Healthy Food Choices Change Lives

     While some students can easily find the perfectly cooked 100% beef burger at fast food restaurants, others have to go on a search to find a meatless option. As young adults hope to make healthy eating choices, they have adapted to a diet that is best for them. 

   “[I’ve been vegan] my whole life,” freshman Abigail Stuba said.

   Vegans don’t think meat is worth eating and some believe a positive mentality comes with veganism.

   “I’ve heard you are happier and more positive,” Stuba said. “You’re open for more opinions,”

      Though that lifestyle seems suitable for others, sophomore Carson Denbina notices the positive repercussions of maintaining a balance of meat and carbs in his diet.

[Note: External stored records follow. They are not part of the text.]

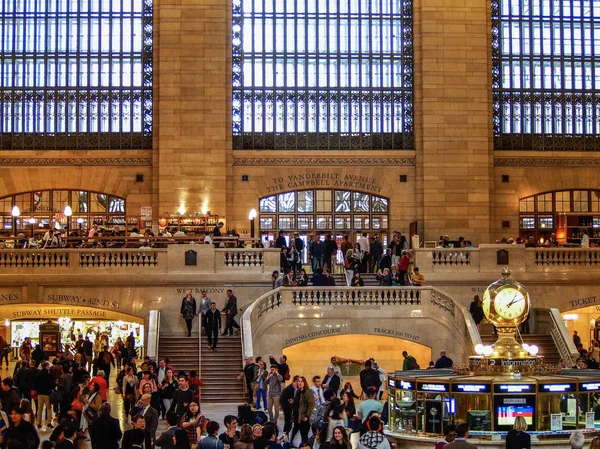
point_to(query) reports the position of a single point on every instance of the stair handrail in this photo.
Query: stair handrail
(246, 322)
(560, 335)
(472, 330)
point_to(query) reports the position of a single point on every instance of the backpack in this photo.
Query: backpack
(317, 417)
(412, 363)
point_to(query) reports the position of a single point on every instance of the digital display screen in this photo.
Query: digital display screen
(514, 388)
(506, 414)
(556, 388)
(470, 388)
(432, 387)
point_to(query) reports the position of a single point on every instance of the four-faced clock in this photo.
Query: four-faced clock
(510, 303)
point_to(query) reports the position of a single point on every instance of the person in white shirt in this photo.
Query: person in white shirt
(317, 391)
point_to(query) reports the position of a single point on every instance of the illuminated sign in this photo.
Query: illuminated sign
(470, 388)
(556, 388)
(426, 386)
(513, 388)
(405, 385)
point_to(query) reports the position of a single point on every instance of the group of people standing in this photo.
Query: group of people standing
(211, 322)
(326, 408)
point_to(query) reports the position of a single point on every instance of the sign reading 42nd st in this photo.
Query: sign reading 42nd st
(82, 301)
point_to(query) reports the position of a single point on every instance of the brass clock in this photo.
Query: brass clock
(506, 302)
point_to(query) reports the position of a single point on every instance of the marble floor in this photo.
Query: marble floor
(214, 412)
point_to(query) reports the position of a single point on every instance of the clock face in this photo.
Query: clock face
(510, 303)
(486, 303)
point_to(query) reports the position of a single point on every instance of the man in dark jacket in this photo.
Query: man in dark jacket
(249, 372)
(230, 311)
(376, 251)
(330, 250)
(286, 401)
(331, 381)
(282, 367)
(105, 431)
(44, 384)
(212, 324)
(8, 395)
(369, 377)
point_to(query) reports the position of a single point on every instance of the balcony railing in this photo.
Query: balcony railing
(174, 258)
(409, 302)
(487, 259)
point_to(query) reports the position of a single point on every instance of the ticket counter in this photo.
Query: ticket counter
(423, 402)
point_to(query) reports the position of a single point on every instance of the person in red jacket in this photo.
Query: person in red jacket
(195, 384)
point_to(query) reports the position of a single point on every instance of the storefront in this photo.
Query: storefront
(24, 321)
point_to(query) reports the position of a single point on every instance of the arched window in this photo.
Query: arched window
(545, 75)
(313, 74)
(43, 209)
(307, 211)
(566, 213)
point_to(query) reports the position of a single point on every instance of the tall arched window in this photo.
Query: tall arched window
(313, 211)
(546, 74)
(75, 74)
(566, 213)
(333, 74)
(44, 209)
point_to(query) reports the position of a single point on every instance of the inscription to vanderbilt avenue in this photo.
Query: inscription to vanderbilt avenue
(324, 179)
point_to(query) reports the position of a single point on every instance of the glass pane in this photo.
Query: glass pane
(268, 204)
(342, 222)
(323, 200)
(342, 201)
(580, 201)
(60, 199)
(116, 205)
(23, 201)
(527, 223)
(305, 222)
(76, 75)
(360, 202)
(563, 201)
(5, 205)
(323, 222)
(286, 222)
(544, 203)
(98, 202)
(266, 222)
(41, 201)
(305, 201)
(526, 205)
(380, 204)
(287, 202)
(546, 222)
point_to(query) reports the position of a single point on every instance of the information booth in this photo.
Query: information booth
(423, 402)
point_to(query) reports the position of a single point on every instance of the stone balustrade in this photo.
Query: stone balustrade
(390, 311)
(173, 259)
(488, 259)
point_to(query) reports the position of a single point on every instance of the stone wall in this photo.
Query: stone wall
(454, 183)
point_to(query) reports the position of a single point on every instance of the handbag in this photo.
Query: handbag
(90, 414)
(55, 397)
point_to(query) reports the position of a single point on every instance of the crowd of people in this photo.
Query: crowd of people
(393, 266)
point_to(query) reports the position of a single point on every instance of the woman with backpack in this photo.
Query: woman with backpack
(304, 404)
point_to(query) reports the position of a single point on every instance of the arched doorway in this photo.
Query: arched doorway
(40, 210)
(323, 211)
(387, 352)
(566, 213)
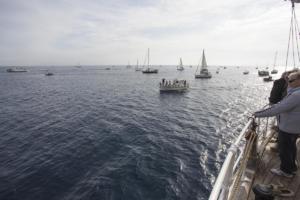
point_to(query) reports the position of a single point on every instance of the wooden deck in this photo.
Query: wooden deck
(264, 176)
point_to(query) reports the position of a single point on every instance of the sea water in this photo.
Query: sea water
(91, 133)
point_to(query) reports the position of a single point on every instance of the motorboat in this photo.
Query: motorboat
(173, 86)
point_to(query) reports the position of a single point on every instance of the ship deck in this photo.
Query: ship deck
(264, 176)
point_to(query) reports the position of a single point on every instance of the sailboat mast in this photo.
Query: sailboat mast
(148, 57)
(275, 59)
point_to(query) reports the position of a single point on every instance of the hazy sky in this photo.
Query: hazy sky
(68, 32)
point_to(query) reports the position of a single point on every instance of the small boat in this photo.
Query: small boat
(173, 86)
(128, 66)
(180, 66)
(137, 66)
(149, 70)
(204, 73)
(49, 74)
(17, 69)
(274, 71)
(263, 73)
(268, 79)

   “I eat lots of carbs,” Denbina said. “You’ll feel better. You’ll have more energy typically.”

    Even though many vegans would prefer the benefits of tofu over a beautifully cooked steak, meat-eaters think chicken can be healthy.

    “[Baked chicken] does not have the fats that is in fried chicken,” Denbina said.

     Though Denbina and Stuba have separate views of what the healthiest choices are, it remains clear that, despite some assumptions, both veganism and non-veganism pose potential benefits.

   “You have to cut that out [junk food],” Denbina said.